Investmentfonds.de
31.03.2020:
Fidelity Marktkommentar: Corona-Rettungspakete haben weitreichende Folgen - und ihren Preis
Köln, den 31.03.2020 (Investmentfonds.de) -
Carsten Roemheld, Kapitalmarktstratege bei Fidelity International
Corona-Rettungspakete haben die Kapitalmärkte leicht
stabilisiert - weitreichende Nebenwirkungen zu erwarten
Druck auf durch Steuersenkungen in die Höhe getriebene
Aktienrückkauf- und Dividendenprogramme
Strengere Regulierung von Online-Geschäftsmodellen
Kronberg im Taunus, 30. März 2020 - Die Gesundheitsbranche,
Notenbanken und Regierungen kämpfen gemeinsam gegen die
Ausbreitung des Coronavirus und die Auswirkungen von
Covid-19 an. Die Maßnahmen können langfristig weitreichende
Konsequenzen haben - von höheren Steuern und einer strengeren
Regulierung für Unternehmen bis hin zu unerwarteten
Veränderungen auf dem Arbeitsmarkt.
Drei Faktoren sorgten während der letzten Handelstage für
etwas Stabilität an den Märkten. Erstens treten global
immer restriktivere Regeln in Kraft, um die Ausbreitung
des Virus zu verlangsamen. Zweitens ergreifen die Notenbanken
Maßnahmen, um die Liquidität in wichtigen Bereichen des
Kreditmarkts sicherzustellen. Und drittens bringen in den USA
und Europa Regierungen rekordhohe Hilfspakete auf den Weg.

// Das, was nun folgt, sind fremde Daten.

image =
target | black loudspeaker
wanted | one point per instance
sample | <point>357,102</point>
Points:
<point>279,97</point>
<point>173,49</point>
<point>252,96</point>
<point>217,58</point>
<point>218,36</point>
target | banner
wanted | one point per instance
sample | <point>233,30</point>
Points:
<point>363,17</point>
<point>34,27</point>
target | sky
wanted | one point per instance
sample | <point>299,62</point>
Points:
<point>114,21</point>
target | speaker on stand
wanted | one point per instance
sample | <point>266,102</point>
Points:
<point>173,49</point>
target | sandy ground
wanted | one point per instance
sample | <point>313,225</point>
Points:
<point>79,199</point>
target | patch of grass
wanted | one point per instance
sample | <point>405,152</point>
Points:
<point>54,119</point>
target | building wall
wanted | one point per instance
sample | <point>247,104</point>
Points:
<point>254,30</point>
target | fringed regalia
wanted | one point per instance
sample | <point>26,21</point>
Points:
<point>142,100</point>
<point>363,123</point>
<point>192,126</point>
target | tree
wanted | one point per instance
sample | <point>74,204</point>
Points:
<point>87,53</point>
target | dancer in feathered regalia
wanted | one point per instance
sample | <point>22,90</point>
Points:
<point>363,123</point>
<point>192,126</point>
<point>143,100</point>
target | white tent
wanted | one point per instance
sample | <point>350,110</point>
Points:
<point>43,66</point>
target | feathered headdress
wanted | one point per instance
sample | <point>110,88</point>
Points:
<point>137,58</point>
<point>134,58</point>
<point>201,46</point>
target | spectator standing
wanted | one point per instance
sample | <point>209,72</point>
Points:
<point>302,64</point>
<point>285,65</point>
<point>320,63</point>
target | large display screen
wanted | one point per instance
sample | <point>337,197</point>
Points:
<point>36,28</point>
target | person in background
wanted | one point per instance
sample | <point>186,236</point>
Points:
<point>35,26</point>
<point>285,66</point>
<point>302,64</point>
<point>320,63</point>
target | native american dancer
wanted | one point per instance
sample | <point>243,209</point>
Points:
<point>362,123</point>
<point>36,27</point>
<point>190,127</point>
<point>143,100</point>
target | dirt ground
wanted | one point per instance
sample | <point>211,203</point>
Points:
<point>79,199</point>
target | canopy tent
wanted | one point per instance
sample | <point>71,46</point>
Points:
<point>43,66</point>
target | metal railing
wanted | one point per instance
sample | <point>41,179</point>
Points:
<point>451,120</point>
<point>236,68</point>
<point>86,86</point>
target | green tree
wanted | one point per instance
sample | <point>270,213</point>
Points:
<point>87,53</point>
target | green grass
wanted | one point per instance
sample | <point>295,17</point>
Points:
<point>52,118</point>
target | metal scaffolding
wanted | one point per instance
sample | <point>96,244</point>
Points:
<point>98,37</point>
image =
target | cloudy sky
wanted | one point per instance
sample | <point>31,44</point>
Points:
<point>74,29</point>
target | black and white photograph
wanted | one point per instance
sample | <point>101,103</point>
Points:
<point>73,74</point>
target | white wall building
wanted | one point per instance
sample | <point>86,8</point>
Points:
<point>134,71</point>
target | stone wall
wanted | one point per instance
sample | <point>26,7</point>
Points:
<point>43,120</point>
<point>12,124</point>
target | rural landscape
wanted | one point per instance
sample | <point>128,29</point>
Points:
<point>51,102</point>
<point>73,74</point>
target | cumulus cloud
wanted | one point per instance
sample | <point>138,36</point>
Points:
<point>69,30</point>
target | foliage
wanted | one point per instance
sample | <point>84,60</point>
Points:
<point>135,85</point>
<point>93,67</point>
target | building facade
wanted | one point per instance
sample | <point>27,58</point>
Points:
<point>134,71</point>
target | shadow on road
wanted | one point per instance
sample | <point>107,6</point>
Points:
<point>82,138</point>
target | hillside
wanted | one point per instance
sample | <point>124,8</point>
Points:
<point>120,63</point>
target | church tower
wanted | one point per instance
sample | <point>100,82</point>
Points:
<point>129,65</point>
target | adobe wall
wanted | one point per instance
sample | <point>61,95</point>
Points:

Außerdem macht es Marktteilnehmern Hoffnung, dass in China
bereits erste Anzeichen einer Erholung zu beobachten sind.
Allerdings es gibt auch diverse Belastungsfaktoren:
Trendumkehr bei Steuern und Aktienrückkäufen
In den vergangenen Jahrzehnten sind die effektiven Steuersätze
für Unternehmen weltweit tendenziell gefallen - vor allem in
den USA und Europa. Durch die immensen Konjunkturprogramme
dürfte dieser Trend zu einem Ende kommen oder sich sogar
umkehren. Die Politik wird immer sensibler dafür, welche
Bereiche der Wirtschaft besonders von staatlichen Maßnahmen
profitieren und welche Maßnahmen damit finanziert werden.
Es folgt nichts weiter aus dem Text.